You're a pawn Adler. That's what I love about you. You're either completely willing to be moved around at will, or you're the most naive SOB I've ever met. I'll be a bit disappointed to learn eitherway.

I could let my bruises testify, or be equally as clever and roll more footage, but I imagine we'll be seeing "The Return" in prepackaged bits anytime your cash flow gets a little slow.

We'll call it even.

You're right Tom. I can't possibly beat you. I'm thrilled I even came close. I thought about dropping the shirt and flexing to intimidate you, or pulling a classic Troy and quoting Jack Palance from the '91 Oscar show.

"I've crapped bigger than you."

But with a war going on, we're all supposed to fall in line and repress our true feelings. So be it.

You're aiming to be the man to save the CSWA? That's currently my gig Tom, but if you're pining to take the ball and run with it, at PRIMETIME I'll be more than happy to hand off.

The truth is your own world stopped revolving around you five years ago. It's fun though, watching you struggle to stay in peak condition. Hearing the new guys in the locker room get a kick out of accidentally seeing you under a stairwell at a Holiday Inn Express plotting to overtake the World. You've got nothing left Alder. You're simply an example now. Good or bad, depending on how high the rookies want to reach.
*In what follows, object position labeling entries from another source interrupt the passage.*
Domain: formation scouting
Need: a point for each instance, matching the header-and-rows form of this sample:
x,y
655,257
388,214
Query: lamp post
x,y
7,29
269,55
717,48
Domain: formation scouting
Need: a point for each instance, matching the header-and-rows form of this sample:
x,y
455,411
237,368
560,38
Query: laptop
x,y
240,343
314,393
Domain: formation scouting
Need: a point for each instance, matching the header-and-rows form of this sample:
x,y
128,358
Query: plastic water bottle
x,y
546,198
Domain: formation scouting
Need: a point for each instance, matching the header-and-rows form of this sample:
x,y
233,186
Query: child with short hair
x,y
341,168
Bar the door Katie, Good ol' Tom Adler quietly has himself in position to win the title again, and 'save us' from misguided intentions that might have done us wrong.

Good for you.

For the rooks Tom, for the kids too young to remember you were over five years ago I'll go the distance.

A near fall?
How many? One, two?
Don't worry, I won't forget to sell the back, or limb of choice you feel so inclined to work that day.
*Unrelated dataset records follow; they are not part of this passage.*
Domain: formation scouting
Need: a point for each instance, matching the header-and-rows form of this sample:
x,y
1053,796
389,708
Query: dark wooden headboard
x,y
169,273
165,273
I'm more than happy to take the last five years back. Because somewhere there was a kid downing a creatine shake as he watched the <> Cutters work my ass over. And he blew his load.

For the kids Tom.

Isn't that what we tell them at paid appearances?

"Don't be me. Strive to be better than me."

A near fall it is. At PRIMETIME you'll come close, before you realize Merritt and I moved you again.


League Member
Apr 16, 2004
Wow, the Living Legend finally speaks. First words we've heard outta you in months. Well, other than, "Oh" and "Ouch" anyway.

You and Merritt are playing me? Probably. Lord knows you've both tried umpteen times in the past. Maybe it'll actually work this time. Blind Squirrell, Accorn.

But, in truth, Windham, this time you're only half right. I have no doubt that I'm getting played by Merritt here. The problem with your equation, Mark, is that I'm not the only one. I'm just simply the one smart enough to realize it.

Do I think that, despite our little display at On Time, that Merritt actually wants me to carry the ball around here? Nope. The problem for you is that Merritt isn't stupid enough to think that you can carry it either.

No, Mark, this match was signed for one reason, and one reason only. Because Merritt believes that if SOMEHOW he can shove you over the wall to a win that I'm the only man around here who's important enough to make people actually CARE about that main event at Belts.

Come on, Mark, do you REALLY think that Merritt wants you as champion? Oh, I'm sure uncle Chad holding immigration papers over a ref long enough to get him to pretend Aho actually tapped out is enough to make you think so. But, let's be realistic here. Merritt damn near tripped over his woody when he told Hornet he was wrestling you for the strap at Belts.

And, whether Hornet pulls his head out of his ass long enough to actually wrestle a world title caliber match against you or not, you can bet that Merritt will find a way to make sure his golden child walks out with your strap when it's over because whether you, I, or anybody else wants to admit it, as much as Merritt talks about hating Hornet he actually BELIEVES that Hornet is the man for the job. He actually BELIEVES that Hornet is still the franchise around here.

So you and Merritt go into Prime Time with whatever little plan you have cooked up to make sure his precious main event is secure for Belts. But, you'll have to forgive me if I don't play along. But then, you know that. After all, if I were the type to play along Merritt wouldn't have a problem with ME wrestling Hornet... and you'd still have an undefeated record at Fish Fund.